In January 2012, members of Boko Haram who opposed the group’s killing of Muslims split off from Boko Haram to form Ansaru. The group was originally comprised of those who supported Mamman Nur’s leadership over Shekau’s.  Nur’s role in the formation and activities of the group are unknown. [85]. The splinter faction is more internationally focused than Boko Haram and frequently targets foreigners in northern Nigeria and neighboring countries. [86]. While both groups united in praise of the November 2012 prison breaks, Ansaru distanced itself from Boko Haram when the latter commited attacks against Muslims. [87] 

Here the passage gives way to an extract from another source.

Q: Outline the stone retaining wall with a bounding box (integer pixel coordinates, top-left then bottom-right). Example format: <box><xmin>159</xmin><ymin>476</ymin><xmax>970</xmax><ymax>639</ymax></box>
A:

In early March 2015, 2015, Boko Haram pledged allegiance to the Islamic State (IS) in an online audio message that featured Shekau. [88] At that time, Boko Haram militants were allegedly traveling to train at IS military camps. [89] In late March, IS accepted Boko Haram’s pledge, referring to Boko Haram as the Islamic State's West Africa Province (ISWAP), a name that has subsequently appeared on social media accounts linked with IS. [90] IS also encouraged Muslims to join Boko Haram and other militants that operate in West Africa. However, some analysts believe the allegiance between Boko Haram and IS is a desperate move by Boko Haram “to boost their members’ morale, image and attract local support” after the African Union coalition force drove the group into the Sambisa Forest, believed to be the last remaining stronghold of the organization. [91]  [92] After IS accepted Boko Haram’s pledge of allegiance, on August 3, 2016, it announced Abu Musab al-Barnawi, son of the founder of Boko Haram, would assume leadership of the group.  Two days after the announcement, Shekau released statements that Barnawi’s followers were manipulating IS leadership in order to cut him off in a sort of coup; he said that he and his followers would not follow Barnawi, which reportedly led to splits within Boko Haram. [93] It is currently unclear to what extent Shekau or Barnawi has power over Boko Haram militants. [94]

Community Relationships

Boko Haram primarily draws support from young Muslim men living in the impoverished areas of northeastern Nigeria. Many believe that the abusive response of government forces to Boko Haram activity, including forced disappearances and extrajudicial killings of those suspected of supporting Boko Haram, further disenfranchises these men. [95] [96] While Boko Haram enjoyed a relatively high amount of popularity under Yusuf, the group’s indiscriminate targeting of fellow Muslims has caused support to dwindle. In particular, Jama’ata Nasril Islam, a group representing Nigeria’s Muslims, has condemned Boko Haram’s action as inhumane and “un-Islamic.”[97]